Millennials have spoken—and they are just fine with renting over buying, even their clothes.
The rental trend has long been apparent in urban areas for categories like housing and automobile, but it’s now picking up steam in the apparel market as well. Rent the Runway, which was founded a decade ago as a special-occasion rental opportunity for consumers who coveted the designer duds they couldn’t quite afford, is no longer the only game in town. A host of competitors are popping up with compelling propositions for consumers even as established retailers like Express and REI explore their own rental models. Nuuly, Urban Outfitters’ new subscription offering, debuted on Tuesday. At the same time, Armoire, a two-year-old fashion startup that targets professional women too busy to shop with a subscription clothing rental program, is in expansion mode.
In its annual State of Fashion 2019 report published last fall, the Business of Fashion noted the “End of Ownership” as one of retail’s top 10 trends. “Fashion players will increasingly tap into this market to gain access to new consumers seeking both affordability and a move away from the permanent ownership of clothing,” the report noted. In addition, Business of Fashion found that 44 percent of respondents to its survey believed the pre-owned business model would be more relevant in 2019 than in 2018.
Nuuly, which expects to leverage the brick-and-mortar locations of its parent brand as drop-off points, is pushing a lower price point, at $88 a month, than its competitors. The subscription includes access to the Urban portfolio of Anthropologie, Free People and the company’s namesake apparel brand, as well as more than 100 third-party brands and vintage pieces.
“We’ve structured the Nuuly service such that the value proposition is unmistakable,” says Nuuly President Dave Hayne via email. The brand isn’t yet investing in much advertising, he says, noting that paid digital marketing is something the brand is prepared to introduce in the future. “But we believe we have plenty of organic runway to begin to penetrate the market before resorting to much paid advertising," he adds.
Armoire is priced higher—at $149 a month for pieces from high-end designers such as Diane von Furstenberg and Phillip Lim—but the company claims its use of data will help save customers valuable time. The Seattle-based brand encourages consumers to fill out a short style questionnaire when they begin the service—in theory, the longer consumers use the company, the more tailored the algorithm serving up choices becomes.
“Women, busy professionals, they travel for work and don’t have an endless amount of time to figure out what they should be wearing,” says Cynthia Houlton, head of growth at Armoire. “As you continue to rent, we are only serving up items that are your size and that start to align with your preferences.”
Armoire’s concept is not new—it’s closer to a hybrid mash-up of both Stitch Fix, which uses its own algorithm to send clothing options to its members to buy, and Rent the Runway.
However, Armoire is positioning its model as unique because its customers don’t have to buy clothes they might get tired of, like Stitch Fix. Houlton says the offerings will continue to improve as shoppers supply more of their own preferences.
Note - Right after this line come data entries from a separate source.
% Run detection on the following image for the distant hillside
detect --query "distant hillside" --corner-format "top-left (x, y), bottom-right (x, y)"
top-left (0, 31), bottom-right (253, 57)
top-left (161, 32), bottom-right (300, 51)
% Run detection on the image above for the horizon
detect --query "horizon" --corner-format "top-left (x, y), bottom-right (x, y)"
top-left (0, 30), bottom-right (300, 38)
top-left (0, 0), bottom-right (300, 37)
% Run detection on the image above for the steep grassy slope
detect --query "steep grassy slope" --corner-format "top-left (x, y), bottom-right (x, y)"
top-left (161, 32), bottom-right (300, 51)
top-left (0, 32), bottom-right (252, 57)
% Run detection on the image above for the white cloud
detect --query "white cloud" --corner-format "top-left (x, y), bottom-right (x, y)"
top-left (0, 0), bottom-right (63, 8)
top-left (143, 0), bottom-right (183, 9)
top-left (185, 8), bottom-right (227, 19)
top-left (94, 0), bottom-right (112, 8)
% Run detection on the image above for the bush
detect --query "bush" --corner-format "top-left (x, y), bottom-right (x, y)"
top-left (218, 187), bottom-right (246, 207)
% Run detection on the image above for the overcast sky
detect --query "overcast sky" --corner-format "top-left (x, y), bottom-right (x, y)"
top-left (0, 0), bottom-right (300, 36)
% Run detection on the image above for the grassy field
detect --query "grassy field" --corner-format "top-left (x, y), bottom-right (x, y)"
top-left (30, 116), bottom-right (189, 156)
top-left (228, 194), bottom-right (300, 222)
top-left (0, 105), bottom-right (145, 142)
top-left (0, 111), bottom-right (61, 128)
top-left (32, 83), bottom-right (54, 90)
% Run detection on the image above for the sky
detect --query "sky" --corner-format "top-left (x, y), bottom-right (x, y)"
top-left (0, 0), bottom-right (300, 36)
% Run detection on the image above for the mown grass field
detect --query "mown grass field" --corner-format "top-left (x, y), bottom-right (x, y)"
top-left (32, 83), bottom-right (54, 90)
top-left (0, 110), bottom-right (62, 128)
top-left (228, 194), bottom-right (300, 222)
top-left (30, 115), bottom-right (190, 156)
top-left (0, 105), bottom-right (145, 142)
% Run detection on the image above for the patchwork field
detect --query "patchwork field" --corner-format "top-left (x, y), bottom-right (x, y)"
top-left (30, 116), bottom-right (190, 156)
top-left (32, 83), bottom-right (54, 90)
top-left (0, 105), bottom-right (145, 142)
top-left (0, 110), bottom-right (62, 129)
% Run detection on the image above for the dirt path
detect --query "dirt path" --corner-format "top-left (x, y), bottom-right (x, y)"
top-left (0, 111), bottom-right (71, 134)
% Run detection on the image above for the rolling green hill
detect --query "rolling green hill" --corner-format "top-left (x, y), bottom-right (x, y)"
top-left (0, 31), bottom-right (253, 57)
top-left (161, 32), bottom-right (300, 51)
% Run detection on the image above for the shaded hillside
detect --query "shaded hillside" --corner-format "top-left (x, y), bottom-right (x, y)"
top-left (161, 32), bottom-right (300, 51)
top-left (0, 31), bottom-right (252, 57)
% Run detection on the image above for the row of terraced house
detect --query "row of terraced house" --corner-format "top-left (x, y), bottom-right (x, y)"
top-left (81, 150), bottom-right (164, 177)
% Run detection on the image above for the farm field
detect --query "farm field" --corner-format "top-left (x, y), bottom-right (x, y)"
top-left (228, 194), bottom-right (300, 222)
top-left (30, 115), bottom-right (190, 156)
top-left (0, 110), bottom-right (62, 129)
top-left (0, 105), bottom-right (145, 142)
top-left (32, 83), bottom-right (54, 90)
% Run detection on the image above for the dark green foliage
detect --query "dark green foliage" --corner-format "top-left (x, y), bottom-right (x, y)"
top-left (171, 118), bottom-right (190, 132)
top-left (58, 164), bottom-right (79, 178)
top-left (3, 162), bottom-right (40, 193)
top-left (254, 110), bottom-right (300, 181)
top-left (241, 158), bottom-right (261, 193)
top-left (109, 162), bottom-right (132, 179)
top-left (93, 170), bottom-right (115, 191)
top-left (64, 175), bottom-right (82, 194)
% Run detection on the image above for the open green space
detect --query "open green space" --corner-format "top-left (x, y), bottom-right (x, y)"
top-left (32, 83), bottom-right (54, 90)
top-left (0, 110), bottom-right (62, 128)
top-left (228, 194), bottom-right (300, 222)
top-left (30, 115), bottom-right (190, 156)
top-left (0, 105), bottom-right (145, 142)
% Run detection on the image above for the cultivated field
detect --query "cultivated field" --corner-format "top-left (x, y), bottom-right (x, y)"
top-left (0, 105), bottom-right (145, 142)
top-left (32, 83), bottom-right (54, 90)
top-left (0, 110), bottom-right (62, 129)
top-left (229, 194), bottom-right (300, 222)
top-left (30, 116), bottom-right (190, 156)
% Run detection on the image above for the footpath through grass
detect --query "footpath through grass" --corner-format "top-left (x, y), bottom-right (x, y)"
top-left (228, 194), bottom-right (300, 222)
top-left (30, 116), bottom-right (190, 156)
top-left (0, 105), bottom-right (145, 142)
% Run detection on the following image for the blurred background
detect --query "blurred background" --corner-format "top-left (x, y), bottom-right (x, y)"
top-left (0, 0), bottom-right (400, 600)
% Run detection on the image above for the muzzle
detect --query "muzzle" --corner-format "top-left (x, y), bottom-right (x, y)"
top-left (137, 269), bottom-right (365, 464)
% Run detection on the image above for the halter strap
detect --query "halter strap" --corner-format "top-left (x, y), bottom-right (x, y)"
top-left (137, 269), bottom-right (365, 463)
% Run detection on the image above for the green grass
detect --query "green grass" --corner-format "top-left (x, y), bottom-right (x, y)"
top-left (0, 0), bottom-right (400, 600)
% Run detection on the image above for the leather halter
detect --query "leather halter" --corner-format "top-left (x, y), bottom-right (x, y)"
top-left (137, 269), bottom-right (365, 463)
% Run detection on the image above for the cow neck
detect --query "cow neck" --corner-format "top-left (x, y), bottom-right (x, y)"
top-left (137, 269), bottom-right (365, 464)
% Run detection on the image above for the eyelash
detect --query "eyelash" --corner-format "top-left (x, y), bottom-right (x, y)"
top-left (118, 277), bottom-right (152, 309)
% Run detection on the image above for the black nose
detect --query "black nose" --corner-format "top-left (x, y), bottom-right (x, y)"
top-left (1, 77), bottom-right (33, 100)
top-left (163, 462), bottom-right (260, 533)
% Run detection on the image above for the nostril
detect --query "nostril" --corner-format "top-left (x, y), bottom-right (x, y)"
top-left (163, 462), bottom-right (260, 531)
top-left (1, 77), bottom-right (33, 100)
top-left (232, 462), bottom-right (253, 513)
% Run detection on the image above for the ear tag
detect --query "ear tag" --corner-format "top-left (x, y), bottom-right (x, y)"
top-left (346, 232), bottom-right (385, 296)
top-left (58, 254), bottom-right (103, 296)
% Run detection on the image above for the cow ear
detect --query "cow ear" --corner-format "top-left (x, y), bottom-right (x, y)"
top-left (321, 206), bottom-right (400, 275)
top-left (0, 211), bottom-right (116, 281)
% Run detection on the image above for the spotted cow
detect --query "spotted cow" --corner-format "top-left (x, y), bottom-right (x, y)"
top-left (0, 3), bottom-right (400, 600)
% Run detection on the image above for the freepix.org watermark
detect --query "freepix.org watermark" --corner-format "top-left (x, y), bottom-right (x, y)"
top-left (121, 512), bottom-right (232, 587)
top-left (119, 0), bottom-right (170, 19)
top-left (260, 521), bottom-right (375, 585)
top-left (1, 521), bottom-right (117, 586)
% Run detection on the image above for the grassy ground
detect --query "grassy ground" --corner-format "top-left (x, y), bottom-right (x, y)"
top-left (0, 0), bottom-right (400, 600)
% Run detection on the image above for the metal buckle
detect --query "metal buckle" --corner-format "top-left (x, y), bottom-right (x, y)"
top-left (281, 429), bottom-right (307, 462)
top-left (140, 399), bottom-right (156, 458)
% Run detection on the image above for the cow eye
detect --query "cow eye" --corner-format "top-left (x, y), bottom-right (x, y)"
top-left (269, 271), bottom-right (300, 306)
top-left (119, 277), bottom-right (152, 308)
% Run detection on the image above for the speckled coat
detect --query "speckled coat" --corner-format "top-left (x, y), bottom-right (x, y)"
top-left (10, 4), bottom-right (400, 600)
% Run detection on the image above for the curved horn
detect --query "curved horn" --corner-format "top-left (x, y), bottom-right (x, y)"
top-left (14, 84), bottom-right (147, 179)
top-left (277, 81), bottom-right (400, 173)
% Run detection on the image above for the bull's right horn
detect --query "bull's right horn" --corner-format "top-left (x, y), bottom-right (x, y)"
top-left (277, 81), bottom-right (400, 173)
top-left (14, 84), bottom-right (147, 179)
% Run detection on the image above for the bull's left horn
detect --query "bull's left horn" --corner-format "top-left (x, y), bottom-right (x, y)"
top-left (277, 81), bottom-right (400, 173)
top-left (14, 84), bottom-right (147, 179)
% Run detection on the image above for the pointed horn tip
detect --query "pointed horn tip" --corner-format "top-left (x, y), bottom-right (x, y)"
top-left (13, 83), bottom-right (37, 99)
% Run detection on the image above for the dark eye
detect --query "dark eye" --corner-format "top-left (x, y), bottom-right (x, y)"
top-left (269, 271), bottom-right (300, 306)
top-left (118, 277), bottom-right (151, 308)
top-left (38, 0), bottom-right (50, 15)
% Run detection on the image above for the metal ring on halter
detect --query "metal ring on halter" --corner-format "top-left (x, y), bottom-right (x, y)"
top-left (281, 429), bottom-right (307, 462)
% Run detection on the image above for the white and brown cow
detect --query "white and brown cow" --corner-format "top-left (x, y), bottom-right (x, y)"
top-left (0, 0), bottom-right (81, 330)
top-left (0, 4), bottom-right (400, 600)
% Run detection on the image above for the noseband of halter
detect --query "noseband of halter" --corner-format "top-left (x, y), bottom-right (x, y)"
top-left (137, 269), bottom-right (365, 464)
“Personalization doesn’t work for consumers when consumers don’t get something for the information the information they give,” she says, noting that with a rental program, customers are continually returning to choose new items. “We are continuing to serve up data—i.e. apparel that suits their needs. If they say yes they like this, that’s how we are marrying technology with a way for professional women to get dressed.”
Armoire has raised $3 million in funding, according to Crunchbase, and is just starting to grow. It recently moved into a new headquarters in Seattle that includes a brick-and-mortar boutique where customers can try on clothes. As it builds awareness, the company is investing in content marketing and paid digital ads on Google, Facebook and Pinterest. All advertising is done in-house through a team of three, though Armoire works with Los Angeles-based MuteSix on some performance marketing. Houlton says the brand is starting to explore more traditional advertising like TV, podcasts and direct mail.